Nach § 8 Abs 1 APSG sind, soweit sich Ansprüche eines Arbeitnehmers nach der Dauer der Dienstzeit richten, Zeiten des Präsenzdienstes... während derer das Arbeitsverhältnis bestanden hat, auf die Dauer der Dienstzeit anzurechnen. Die Lehrzeit des Klägers endete am 27. 9. 1995, so dass er mit 28. 9. 1996 Facharbeiter nach dem ersten Jahr nach der Auslehre war. Der Kollektivvertrag fordert für die Lohngruppe III den Nachweis von einem Jahr Praxis. Der Zweck des § 8 Abs 1 APSG ist es aber, die Entstehung von Nachteilen bei den arbeitsrechtlichen Ansprüchen durch die Ableistung des Präsenzdienstes hintanzuhalten (RdW 1999, 543 = 9 ObA 320/98v; VwGH vom 26. 11. 1991, 90/08/0194). "Praxisjahre" bedeutet zwar die Zurücklegung von Dienstzeiten im einschlägigen Lehrberuf als Facharbeiter. Darunter sind aber alle Zeiten zu verstehen, die in einem Arbeitsverhältnis im holzverarbeitenden Gewerbe zurückgelegt werden, unabhängig davon, ob während der Präsenzdienstzeit eine tatsächliche Praxis im Beruf ausgeübt wurde (VwSlg 10.717 (A); VwGH vom 26. 11. 1991, 90/08/0194). Diese Auslegung ist einer vernünftigen, zweckentsprechenden und praxisorientierten kollektivvertraglichen Regelung (Arb 11.527) zu unterstellen, weil ansonsten auch Zeiten der Krankheit oder des Urlaubes bei Einstufung in eine Lohngruppe nicht zu berücksichtigen wären, weil auch in diesen Zeiten keine "Praxis" geübt wird.

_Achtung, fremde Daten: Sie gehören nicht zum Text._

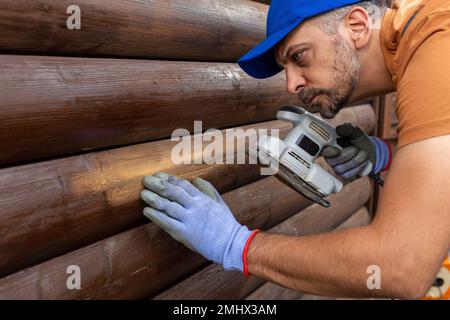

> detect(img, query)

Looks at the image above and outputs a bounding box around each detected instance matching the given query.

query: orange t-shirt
[381,0,450,148]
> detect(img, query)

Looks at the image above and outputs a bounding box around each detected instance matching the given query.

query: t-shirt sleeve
[397,29,450,148]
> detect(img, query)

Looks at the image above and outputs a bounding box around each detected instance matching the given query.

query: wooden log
[155,178,371,300]
[0,55,298,167]
[0,107,371,276]
[245,207,370,300]
[0,0,268,62]
[0,121,291,276]
[0,177,314,299]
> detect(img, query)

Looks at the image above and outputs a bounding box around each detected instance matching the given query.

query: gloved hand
[141,173,258,273]
[322,123,391,180]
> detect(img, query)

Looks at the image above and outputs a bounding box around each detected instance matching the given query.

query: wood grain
[0,55,298,167]
[155,178,371,300]
[0,106,373,276]
[0,177,316,299]
[245,207,371,300]
[0,0,268,62]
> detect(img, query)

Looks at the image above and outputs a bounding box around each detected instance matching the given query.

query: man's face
[275,20,361,119]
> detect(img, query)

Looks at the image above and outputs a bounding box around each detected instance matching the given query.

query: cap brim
[238,20,302,79]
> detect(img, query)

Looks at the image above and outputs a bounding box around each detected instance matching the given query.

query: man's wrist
[223,225,256,272]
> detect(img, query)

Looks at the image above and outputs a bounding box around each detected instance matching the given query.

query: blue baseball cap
[238,0,363,79]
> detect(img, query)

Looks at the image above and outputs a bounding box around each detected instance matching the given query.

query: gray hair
[314,0,393,35]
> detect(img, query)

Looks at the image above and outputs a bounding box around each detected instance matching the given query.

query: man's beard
[298,34,361,119]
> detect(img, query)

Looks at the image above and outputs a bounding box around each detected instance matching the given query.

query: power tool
[258,106,373,208]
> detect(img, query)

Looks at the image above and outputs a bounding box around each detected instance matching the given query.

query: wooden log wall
[0,0,376,299]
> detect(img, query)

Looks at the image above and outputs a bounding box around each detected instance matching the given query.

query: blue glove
[322,123,391,180]
[141,173,252,272]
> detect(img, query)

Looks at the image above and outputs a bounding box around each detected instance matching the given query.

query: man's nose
[286,68,306,94]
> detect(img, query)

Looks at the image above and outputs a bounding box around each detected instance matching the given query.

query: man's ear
[345,7,373,49]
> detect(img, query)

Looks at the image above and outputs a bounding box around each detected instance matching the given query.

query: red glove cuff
[381,139,392,172]
[242,229,260,277]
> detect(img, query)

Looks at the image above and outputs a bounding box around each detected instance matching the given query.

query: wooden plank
[0,177,316,299]
[245,207,370,300]
[155,178,371,300]
[0,121,284,275]
[0,0,268,62]
[0,55,298,167]
[0,107,370,276]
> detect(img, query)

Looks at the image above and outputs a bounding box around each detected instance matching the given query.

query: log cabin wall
[0,0,377,299]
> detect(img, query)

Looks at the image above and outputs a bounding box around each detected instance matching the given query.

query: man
[142,0,450,299]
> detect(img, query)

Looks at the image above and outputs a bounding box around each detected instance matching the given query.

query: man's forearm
[247,226,400,298]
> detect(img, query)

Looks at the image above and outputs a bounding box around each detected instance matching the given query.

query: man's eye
[292,51,304,62]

Im Ergebnis ändert sich jedoch der Höhe nach am Zuspruch des Berufungsgerichtes nichts. Es ist nämlich nicht zu übersehen, dass nach § 14 Z 13 und § 15 Z 8 des Kollektivvertrages das Ausmaß der beim Lohnanspruch für den 1. und 2. 11. 1996, der Kündigungsentschädigung sowie der Urlaubsentschädigung zu berücksichtigenden Sonderzahlungen wie der Weihnachtsremuneration und des Urlaubszuschusses die Zeiten des Präsenzdienstes von rund 35 Wochen im Jahr 1996 zu einer aliquoten Kürzung führen, so dass der Lohnanspruch für 1. und 2. 11. 1996 S 1.020,95, die Kündigungsentschädigung S 10.209,50 und die Urlaubsentschädigung für 25 Tage S 17.412,93 betragen, so dass zuzüglich der unbestrittenen Lohn- und Sonderzahlungsdifferenzen für September und Oktober 1996 von S 510,35 und S 59 sich ein Betrag von S 29.212,73 ergibt.

Es hat daher bei dem vom Beklagten unangefochten gebliebenen Zuspruch der zweiten Instanz zu verbleiben.

Die Kostenentscheidung gründet sich auf §§ 41, 50 Abs 1 ZPO.